I own these words. They were gifts from my boys. 

Monday, February 6, 2017

Ruts and Grooves.

Some know that my oldest son's nickname is Angel. Even though I am really the only one that has ever called him by that name I have shouted it from the bleachers, across the yard, and up the stairs since he was just two years old.  Several family members and friends referred to Stacey as Space or Space Monkey. Occasionally a somewhat curious friend will ask if Levi has a nickname. Well, he does.  Sometimes we call him Levit, short for Leviticus though that is not his name.
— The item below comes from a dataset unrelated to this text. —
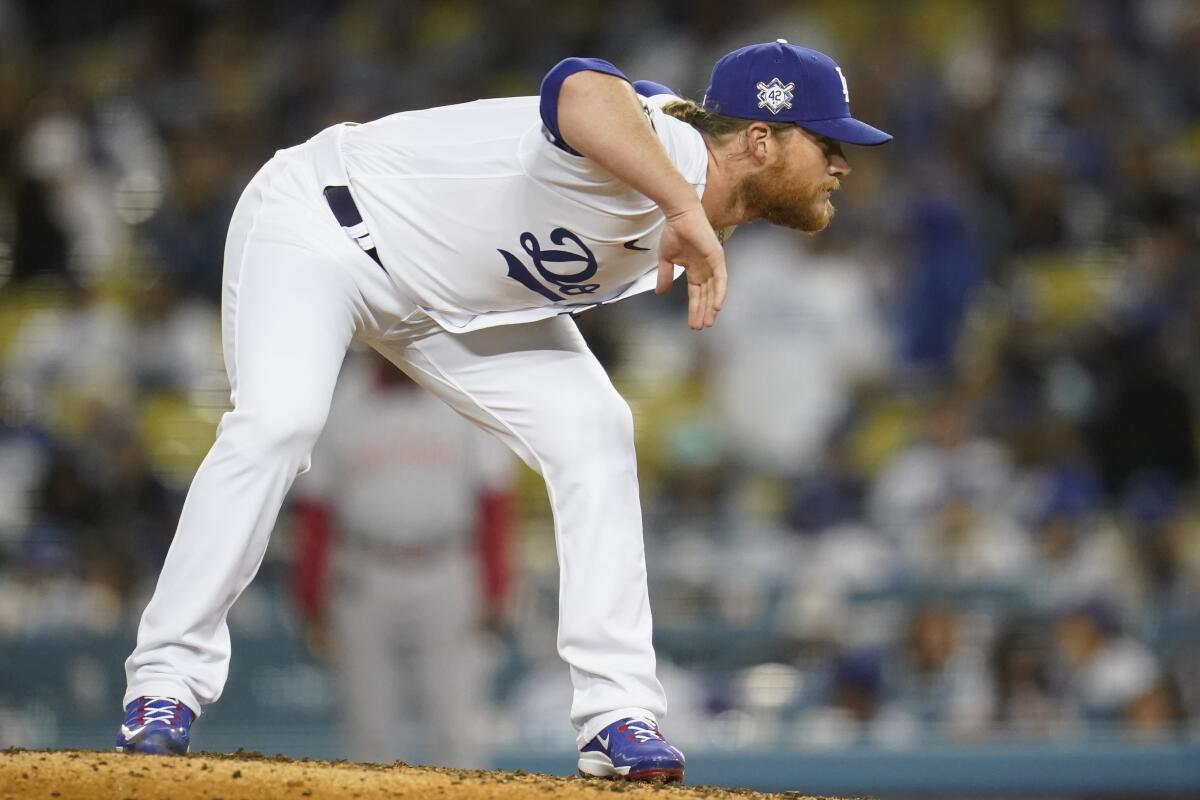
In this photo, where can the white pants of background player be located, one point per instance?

When he was just a toddler we would call him "babycakes"(for the obvious reasons).  Also when Levi was younger we referred to him as the King of Everybody, Always, and Never.  Although Levi is a very peacefully content young adult, as a preteen and teen he would often be heard saying, 'how come everybody always gets that and I never get any?' So he was dubbed and crowned the King of Everybody, Always, and Never.  

Oddly enough, as an adult I would like to be known for that type of consistency.  Wouldn't it be nice for everyone to have an idea of what you were going to do or at least attempt to do always and never?  Which brings me to my point and I do have one.  

Traditions and consistencies: 

Consistency: if you asked me what I look for in a friendship I would consistently answer consistency.  I would likely follow that with this statement, 'even if you are a witch, if you're a witch every time I see you, I can handle it.'  I think what I like about consistent people is not that they are boring or predictable. It's more about the way they make decisions.  Example, a forward thinking individual tends to be forward thinking on many things, the way they view the day, their job, their relationships, their responsibilities, and their opportunities.  It doesn't


mean I don't like folks that are not forward thinkers, it means I prefer the genuineness of a person that shows through their consistent attributes.  
One more example: Someone who is consistently respectful. They respect their elders, children, strangers, authority, bosses and coworkers.  In addition they respect what they have yet to learn as much as what they know a good deal about.  They respect likeness and diversity and it shows in the way they consistently show respect in many facets of life. 

Traditions.  I have often told people in my philosophical ramblings that the only real difference in a rut and groove is your level of acceptance, contentment, and intention?  Think about that from the front bumper of a four wheel drive pick up truck cruising south along the National Sea Shore.  Transitioning to a groove makes for a smoother cruise along the shore where as falling into a rut may lend itself to a rather expensive tow bill. Yet when we describe the two as they are seen from the bumper of the Laramie they are quite similar.  

I said all of that to say, traditions are grooves that we can snuggle into to develop memories and stories.  Remember that first time you took that trip to Larry Joe Taylors Music Festival? Remember how every time we would go to Mammie and Berr's we would have a jungle lunch? Remember that story/saying/song that Grandmother had that always made us laugh? Remember how we always hung that special ornament on the tree? Or remember how we never ate supper in front of the television? Remember how we never were allowed to eat in the bedroom? Remember how everyone used to call me Jake? 
The groove tradition is the one that puts you on the lookout for more grooves.  It makes you search for ways to create that warm familiar feeling for those you love.  

For me, the groove is putting up all of those Christmas trees every year so my grand children will cherish the traditional trees and the true meaning of Christmas.  The groove is digging deep into Peepaw's wallet for a trip to Winston's Candy store every time we are in Port Aransas, it's wading the washout bridge to the swimming hole even when it's too cold to swim, and it's "God is great, God is good" until they are old enough to word a prayer of salvation.  

Everybody, always, and never seem pretty far out of reach but for now I will attempt to be consistent in my dealings and giving in my traditions.